IDA is commonly seen in IBD as a result of iron malabsorption and, ironically, chronic blood loss through disrupted mucosal surfaces.
This European review of the current state of the art for detecting and treating iron deficiency anemia (IDA) in the setting of inflammatory bowel disease (IBD) contains tremendous detail on workup and treatment that can’t be reasonably recounted here. I’ll summarize briefly and suggest reviewing the original material in the Journal of Crohn’s and Colitis when it’s available in July (it’s available online now for subscribers). But this article offers a larger message for those of us interested in holistic care of chronically ill patients.
It’s written by and for gastroenterologists, who exult in the delights of complex diagnosis within their specialty, but may find the details of general medicine and office hematology less exciting. The authors are clear on this, noting that IDA in IBD patients (whose care is almost always led by a gastroenterologist) is under-diagnosed and under-treated, and putting the responsibility squarely on the “gastroenterology community.”
The patient being well treated for IBD but struggling with symptomatic IDA is a perfect argument for superlative primary care. Although the authors don’t suggest this directly, it’s clear that primary care physicians could act as an extra safety net for patients in this situation. Their offices may be better equipped to handle intravenous treatment and the ongoing follow-up needed to detect and prevent recurrence of IDA in the setting of IBD. In a procedure-oriented gastroenterology office, these are exactly the kinds of activities that may fall through the cracks because those practices’ revenue streams depend on rapid and frequent performance of fiberoptic endoscopic procedures.
Common comorbidities
IDA is commonly seen in IBD because these patients often malabsorb iron, and chronically lose blood through disrupted mucosal surfaces. The most severe cases are seen in those with poorly treated or newly diagnosed IBD, for obvious reasons. The differential diagnosis includes anemia of chronic disease (ACD), but in anemic IBD patients, IDA is the culprit 90% of the time. Often, ACD is superimposed on a chronic iron deficiency, so careful workup is essential to tease out the relative contributions of both processes. Vitamin B12 deficiency (because of malabsorption) and folate deficiency (because methotrexate and sulfasalazine interfere with the absorption of folate) must be considered as possible contributors to a confusing picture in the anemia workup. Finally, sulfasalazine may induce hemolysis or bone marrow aplasia, and thiopurines and methotrexate can induce bone marrow toxicity in a minority of patients.

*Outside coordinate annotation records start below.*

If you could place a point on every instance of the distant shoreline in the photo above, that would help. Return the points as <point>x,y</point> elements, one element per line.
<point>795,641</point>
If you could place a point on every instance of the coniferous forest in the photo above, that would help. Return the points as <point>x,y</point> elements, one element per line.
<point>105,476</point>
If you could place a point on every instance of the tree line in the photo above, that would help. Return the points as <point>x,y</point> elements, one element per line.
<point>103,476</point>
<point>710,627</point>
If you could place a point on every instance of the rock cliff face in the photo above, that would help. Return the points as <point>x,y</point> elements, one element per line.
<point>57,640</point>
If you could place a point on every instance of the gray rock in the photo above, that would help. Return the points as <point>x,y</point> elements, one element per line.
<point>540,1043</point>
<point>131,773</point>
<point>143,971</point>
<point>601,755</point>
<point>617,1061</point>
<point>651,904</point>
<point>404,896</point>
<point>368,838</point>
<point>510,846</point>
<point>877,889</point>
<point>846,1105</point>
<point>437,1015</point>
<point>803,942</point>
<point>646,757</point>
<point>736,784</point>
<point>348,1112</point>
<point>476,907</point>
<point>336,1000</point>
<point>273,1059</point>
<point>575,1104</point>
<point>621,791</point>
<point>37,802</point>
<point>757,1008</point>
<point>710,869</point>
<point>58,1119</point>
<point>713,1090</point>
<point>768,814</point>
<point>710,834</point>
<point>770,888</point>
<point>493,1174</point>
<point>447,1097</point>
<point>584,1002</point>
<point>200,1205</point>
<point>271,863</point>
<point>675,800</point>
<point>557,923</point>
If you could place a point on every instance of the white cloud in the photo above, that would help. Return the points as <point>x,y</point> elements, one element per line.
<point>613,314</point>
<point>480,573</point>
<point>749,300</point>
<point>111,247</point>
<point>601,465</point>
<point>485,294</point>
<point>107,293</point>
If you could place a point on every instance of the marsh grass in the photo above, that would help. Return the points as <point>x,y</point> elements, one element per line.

When iron deficiency with mild to moderate anemia is diagnosed, the authors recommend a course of oral iron (mostly available as inorganic ferrous salts and sometimes combined with vitamin C for improved absorption). But drawbacks abound: at typical tolerated doses of 50 to 200 mg/d, it may take several weeks before hemoglobin concentrations begin to increase, 2 months for them to normalize, and at least 6 months before iron stores are replenished. Oral iron has notoriously low bioavailability, and IBD lowers it further. There are even concerns that oral iron may increase IBD’s inflammatory process, but definitive data are lacking. And finally, oral iron therapy is often limited by poor GI tolerance by patients. When oral iron fails, IBD patients should be offered intravenous iron preparations. For severe anemia (Hgb <10 g/dL; ferritin <100 ng/mL; transferrin saturation < 20%), the authors recommend intravenous therapy as first-line treatment.
Three newer preparations have improved safety and simplified the administration of intravenous iron. Ferumoxytol, ferric carboxymaltose, and iron isomaltoside 1000 offer two important advantages: (1) a test dose is no longer required because immune-mediated reactions do not occur, and (2) higher doses of iron can be delivered in a single dose. Multiple studies have shown that intravenous iron is more effective and better tolerated that oral iron.
Primary care may be an ideal setting here, because continuous ongoing long-term follow-up care is needed. Hemoglobin and iron parameters must be repeated every 12 weeks after successful treatment because anemia frequently recurs-in short, these people need lots of careful follow-up and laboratory work. Chronically ill persons tend to use the primary care office as the hub for all their health care needs. If gastroenterologists’ offices aren’t optimal for this process, perhaps it’s time for primary care offices to step up and coordinate anemia detection, treatment, and prevention for IBD patients-a cohort that can do well when they receive superlative long-term care.
Reference
Reinisch W, Staun M, Bhandari S, Muoz M. State of the iron: how to diagnose and efficiently treat iron deficiency anemia in inflammatory bowel disease. J Crohns Colitis. 2013;7:429-440.